Me neither, nor the lack of interest in actual accounts of great clashes like Thucydides' Peloponnesian War or Ammianus Marcellinus' The Roman History. I read The Hobbit when I was about 13 and liked it. I read The Fellowship of the Ring at around 16 and was utterly bored. I never even considered reading the others of the series--it was that bad. Decades later I made the mistake of seeing the movies (all three because my wife dragged me). They were even more tedious than I remember The Fellowship of the Rings being. I didn't bother with The Hobbit movie because I do have a happy (if vague) memory of it, and I'd rather not have it turned into a mindless blockbuster in my memory.
I've got nothing against readers who enjoy Tolkien, though. To each his own. And Gollum was a little like Uriah Heep, right? :)
Calidore
01-14-2015, 09:35 PM
I read The Hobbit when I was about 13 and liked it. I read The Fellowship of the Ring at around 16 and was utterly bored. I never even considered reading the others of the series--it was that bad. Decades later I made the mistake of seeing the movies (all three because my wife dragged me). They were even more tedious than I remember The Fellowship of the Rings being.
Funny, I also read The Hobbit and LOTR at about the same ages as you, and felt the same way about both. I actually tried reading LOTR several times over the next 15-20 years, and only once made it through the first book, but that time I came to a crashing halt soon into the second. The difference is, I absolutely loved the Fellowship movie, and when I tried the trilogy again after seeing that first one on screen, I sailed right through it. I've read it again since and still enjoyed it, thought I definitely liked the cinematic experience better overall.
Ecurb
01-14-2015, 10:12 PM
I definitely liked the cinematic experience better overall.
Boo!
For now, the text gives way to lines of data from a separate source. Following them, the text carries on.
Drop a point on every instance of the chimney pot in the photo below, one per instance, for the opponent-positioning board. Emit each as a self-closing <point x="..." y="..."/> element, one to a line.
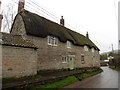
<point x="21" y="5"/>
<point x="62" y="21"/>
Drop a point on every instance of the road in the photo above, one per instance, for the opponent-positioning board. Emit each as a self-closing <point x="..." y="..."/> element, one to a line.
<point x="107" y="79"/>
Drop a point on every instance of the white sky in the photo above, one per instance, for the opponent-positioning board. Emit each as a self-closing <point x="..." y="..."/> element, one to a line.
<point x="98" y="17"/>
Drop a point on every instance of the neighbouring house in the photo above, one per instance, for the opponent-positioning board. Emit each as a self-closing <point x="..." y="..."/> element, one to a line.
<point x="36" y="43"/>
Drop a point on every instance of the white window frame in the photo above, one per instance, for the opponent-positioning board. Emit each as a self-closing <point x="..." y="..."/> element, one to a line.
<point x="52" y="41"/>
<point x="86" y="48"/>
<point x="69" y="44"/>
<point x="64" y="59"/>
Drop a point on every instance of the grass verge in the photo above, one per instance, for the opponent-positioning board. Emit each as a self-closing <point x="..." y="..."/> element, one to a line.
<point x="67" y="81"/>
<point x="112" y="67"/>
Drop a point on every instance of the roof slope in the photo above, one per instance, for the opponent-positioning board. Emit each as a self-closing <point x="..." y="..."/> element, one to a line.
<point x="39" y="26"/>
<point x="15" y="40"/>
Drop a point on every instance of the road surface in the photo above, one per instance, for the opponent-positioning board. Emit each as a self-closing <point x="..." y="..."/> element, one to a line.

Hiss! Boo! Hiss! I read all the books (except The Silmarillion and those that followed) by the time I was 12 or so and loved them all. So when I compared the character development in LOTR to that in literary novels, I wasn't denigrating LOTR -- just stating the facts of the case. Although The Iliad and The Odyssey do offer the reader some moral ambiguity and ambivalent characters, some other epics do not. Roland, Renaldo and Ogier would fit right into Middle Earth.
The movies were horrid -- one battle scene after another, each more interminable than the one before. The sight of Frodo rolling his eyes up in his head as if the One Ring were a dose of main-lined heroin was enough to make me wish I could shoot up right there in the theater.
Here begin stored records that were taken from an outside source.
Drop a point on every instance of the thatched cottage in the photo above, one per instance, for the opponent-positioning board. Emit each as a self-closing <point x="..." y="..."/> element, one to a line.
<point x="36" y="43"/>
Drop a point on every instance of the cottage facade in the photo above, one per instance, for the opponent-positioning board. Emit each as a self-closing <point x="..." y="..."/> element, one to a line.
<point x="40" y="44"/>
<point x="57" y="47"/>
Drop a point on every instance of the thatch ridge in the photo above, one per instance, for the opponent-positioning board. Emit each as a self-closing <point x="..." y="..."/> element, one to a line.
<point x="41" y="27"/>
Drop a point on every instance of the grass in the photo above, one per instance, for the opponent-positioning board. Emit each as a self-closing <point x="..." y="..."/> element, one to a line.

The fact that LOTR DIFFERS from literary novels certainly suggests that some fans of literary novels may prefer that kind of reading. Indeed, they do. Others may prefer LTR and genre novels (as I did as a kid). Obviously, liking both (like I do now) gives the reader more enjoyable options.
Sarabande
01-15-2015, 03:49 AM
It's good to know people out there enjoy the writings of JRRT and that they derive much pleasure from this: I just don't understand the fascination, that's all. I was in Wellington, New Zealand, at the time of the world premiere of "The Hobbit" (a co-incidence and the crowds were annoying!) and spoke to a journalist in the hotel lift. I asked him did he realize that Tolkein was satirizing a level of English society with this book and he said he did not; I explained how this worked and his eyes glazed over. He made no mention of this at all in his newspaper review which I read the next day. Anyway, New Zealand is very proud of its Tolkein films and the work of that director - whose name totally escapes me. I've only ever seen snippets of the films and these were mostly computer-generated shots of creepy creatures in a slime-sodden environment.
There needed to be some point to the epics themselves, rather than a series of 'adventures' with creatures from another planet. Ecurb has described the situation perfectly - tedious, interminable. When it comes to Rings I prefer Alberich from Wagner's "Ring" and all the consequences with follow from that opening in "Das Rheingold". But, horses for courses...!!